Utilizar la bicicleta es una herramienta que permite pausar la ciudad, convertirla en un espacio más vivible y más amable. Rompe con la lógica de llegar del punto A al B en el menor tiempo posible, posibilitando otras rutas, perderse o detenerse en el camino. Invita a la suave transición entre espacios que no conocíamos, rompe con la dinámica de la sucesión de espacios cerrados y el continuo de la individualización.
Las bicis abren caminos y se desplazan por sendas que cuestionan la ruta más rápida, hackean la eficiencia del secuestro del tiempo. Permiten poner en valor el movimiento, nos dan alegría frente a la soledad del conducir. El camino se convierte así en un hacer que se disfruta y no es tanto una cuestión de llegar, sino que el trayecto se convierte en un fin en sí mismo.
Son el mejor remedio para la «cara de coche» esa enfermedad que padecen quiénes enfadados tras el volante consideran que con sus coches adquirieron un trozo de la ciudad y que todo el espacio les pertenece. Nos queda mucho espacio por conquistar en una ciudad como Murcia donde la lógica cochista del puerta a puerta sigue siendo para mucha gente la única forma de moverse. Las caras de coche tendrán que seguir enfrentándose a atascos, mientras autobuses repletos de gente y bicicletas les adelantan.
El pulso a la cara de coche viene determinado por cuánto tiempo llevará un cambio social mayor. Comprender que somos una ciudad con casi medio millón de habitantes y con uno de los peores sistemas de transporte público del país pero que, a pesar de los pesares, mucha gente está cambiando su forma de transitar la ciudad.
Señala Pilar Tejera en sus reinas de la carretera: pioneras del manillar y del volante, que las primeras ciclistas hicieron del problema de la vestimenta algo tan controvertido como movilizador. Ese aprendizaje recorre el camino que abre cada bicicleta, que no deja de ser una accesibilidad amplia y colectiva de vivir la ciudad.

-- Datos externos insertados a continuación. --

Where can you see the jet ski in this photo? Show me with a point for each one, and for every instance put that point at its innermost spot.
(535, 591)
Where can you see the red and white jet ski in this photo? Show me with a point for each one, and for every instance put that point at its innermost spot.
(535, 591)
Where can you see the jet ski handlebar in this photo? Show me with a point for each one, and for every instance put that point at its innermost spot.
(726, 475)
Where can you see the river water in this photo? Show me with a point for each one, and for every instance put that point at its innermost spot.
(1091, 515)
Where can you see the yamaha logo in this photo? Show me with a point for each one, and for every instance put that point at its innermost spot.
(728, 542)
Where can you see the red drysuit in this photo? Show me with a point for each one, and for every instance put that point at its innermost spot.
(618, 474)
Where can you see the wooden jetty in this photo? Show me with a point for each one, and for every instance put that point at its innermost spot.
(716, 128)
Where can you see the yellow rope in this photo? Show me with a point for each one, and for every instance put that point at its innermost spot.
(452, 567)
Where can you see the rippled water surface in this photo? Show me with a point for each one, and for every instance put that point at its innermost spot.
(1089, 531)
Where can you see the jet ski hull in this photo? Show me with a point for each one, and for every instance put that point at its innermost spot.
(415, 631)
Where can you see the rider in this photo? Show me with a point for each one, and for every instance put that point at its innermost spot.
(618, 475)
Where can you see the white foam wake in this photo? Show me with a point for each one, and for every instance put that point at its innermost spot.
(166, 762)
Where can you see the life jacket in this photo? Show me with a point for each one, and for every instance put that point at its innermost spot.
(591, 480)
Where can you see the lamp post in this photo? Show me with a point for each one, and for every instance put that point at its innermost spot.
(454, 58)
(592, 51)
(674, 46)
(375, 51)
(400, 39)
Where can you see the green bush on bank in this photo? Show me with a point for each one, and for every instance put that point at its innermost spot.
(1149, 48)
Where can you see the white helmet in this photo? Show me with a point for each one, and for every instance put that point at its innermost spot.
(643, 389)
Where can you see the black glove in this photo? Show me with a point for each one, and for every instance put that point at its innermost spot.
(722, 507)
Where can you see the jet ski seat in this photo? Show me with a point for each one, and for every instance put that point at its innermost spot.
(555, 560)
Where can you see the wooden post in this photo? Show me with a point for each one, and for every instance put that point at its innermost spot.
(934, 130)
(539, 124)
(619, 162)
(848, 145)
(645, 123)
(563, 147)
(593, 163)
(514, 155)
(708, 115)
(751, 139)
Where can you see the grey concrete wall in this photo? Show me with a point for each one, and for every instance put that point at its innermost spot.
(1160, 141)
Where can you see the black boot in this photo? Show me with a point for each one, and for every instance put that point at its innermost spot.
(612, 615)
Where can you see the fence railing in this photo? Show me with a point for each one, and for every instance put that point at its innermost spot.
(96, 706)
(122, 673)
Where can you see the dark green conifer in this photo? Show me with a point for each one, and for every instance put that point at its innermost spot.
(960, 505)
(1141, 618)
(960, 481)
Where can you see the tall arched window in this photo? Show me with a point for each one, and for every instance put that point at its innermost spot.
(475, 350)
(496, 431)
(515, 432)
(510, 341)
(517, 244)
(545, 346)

Hacer de lo controvertido un factor movilizador, hacia una mayor libertad en su sentido amplío, emancipador y social. Porque la libertad, al final va de eso, de tensarle la cuerda a la individualización para comprobar que su tramado se construye sobre vínculos.
Al igual que esas piernas que despertaron la ira patriarcal, cada una de nosotres, cada cuerpo no normativo, cada identidad disidente al manillar lanzándose en bicicleta a la calle posibilitan una nueva lógica urbana, apuntan hacia la ciudad feminista que queremos. La ira patriarcal es el reflujo por tomar sin permiso la calle, la resaca de un orden social que no nos quiere libres ni sobre el asfalto.
Sigamos incomodando señoras, enseñen piernas, rueden ciudades.